Aug 192013
 

Being a parent for the first time can be a steep learning curve. We don’t quite know how to “do it right,” we lack confidence, we don’t know what our little one’s messages mean, certainly not at the beginning. Being a sort of new parent to my mother is kind of like that. I am learning things like, she has forgotten how to eat a taco or a tostada, or that I must remind her to wipe and flush the toilet and wash her hands after using the restroom. Sometimes I fall short in taking care of her well because I simply don’t know how to.

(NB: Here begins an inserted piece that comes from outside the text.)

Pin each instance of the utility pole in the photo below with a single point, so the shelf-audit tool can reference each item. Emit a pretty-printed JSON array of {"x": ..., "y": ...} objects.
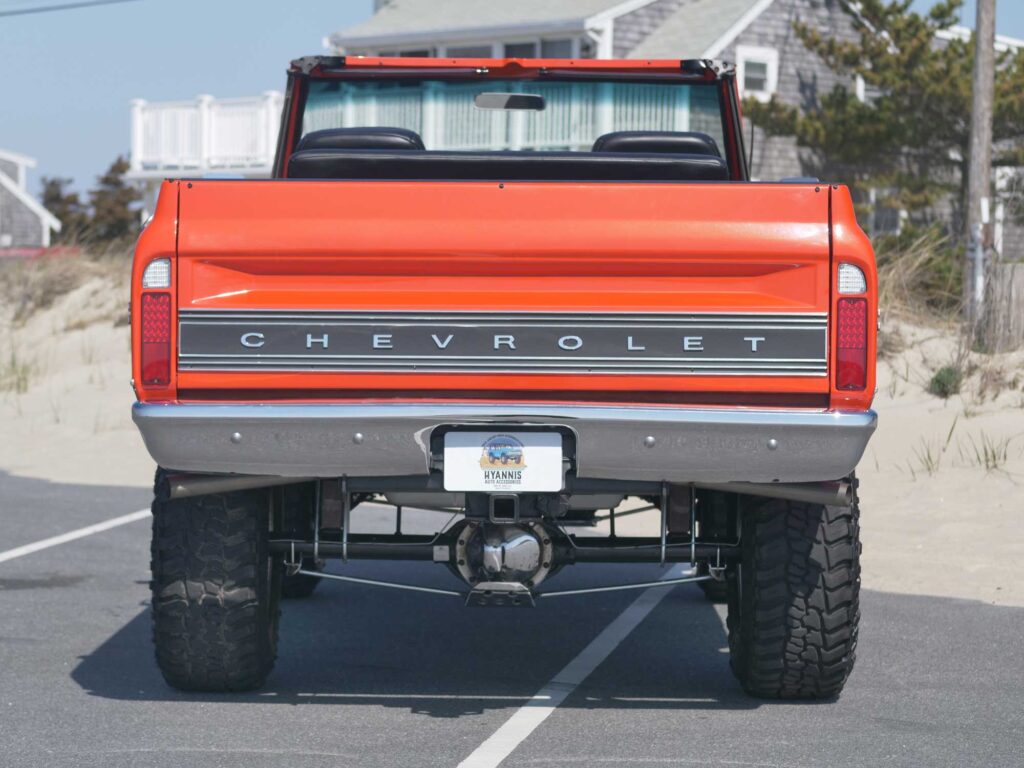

This week, on the way back from her medical visit, I stopped by an outdoor mall to drop off something for repair. In the Temecula Valley this time of year, temperatures run in the very high 90s. My mother, who uses a walker, was overheated quite quickly. I sat her down outside the mall under the direct sun in the blistering heat while I jogged the 200+ yards to the car anxious for my mother’s discomfort and feeling badly that I had put her in such a position. As I was driving the car back, a UPS driver jumped out of his truck and ran over to where my mother was seated in her walker, then handed her an ice-cold bottle of water which he had opened for her, then quickly ran back to his truck. I pulled up to my mother and got out of the car as he was jumping back in his truck. One hand on my heart, another in a wave, I gave him my silent gratitude. He smiled warmly as he was putting his truck in gear and quickly was off.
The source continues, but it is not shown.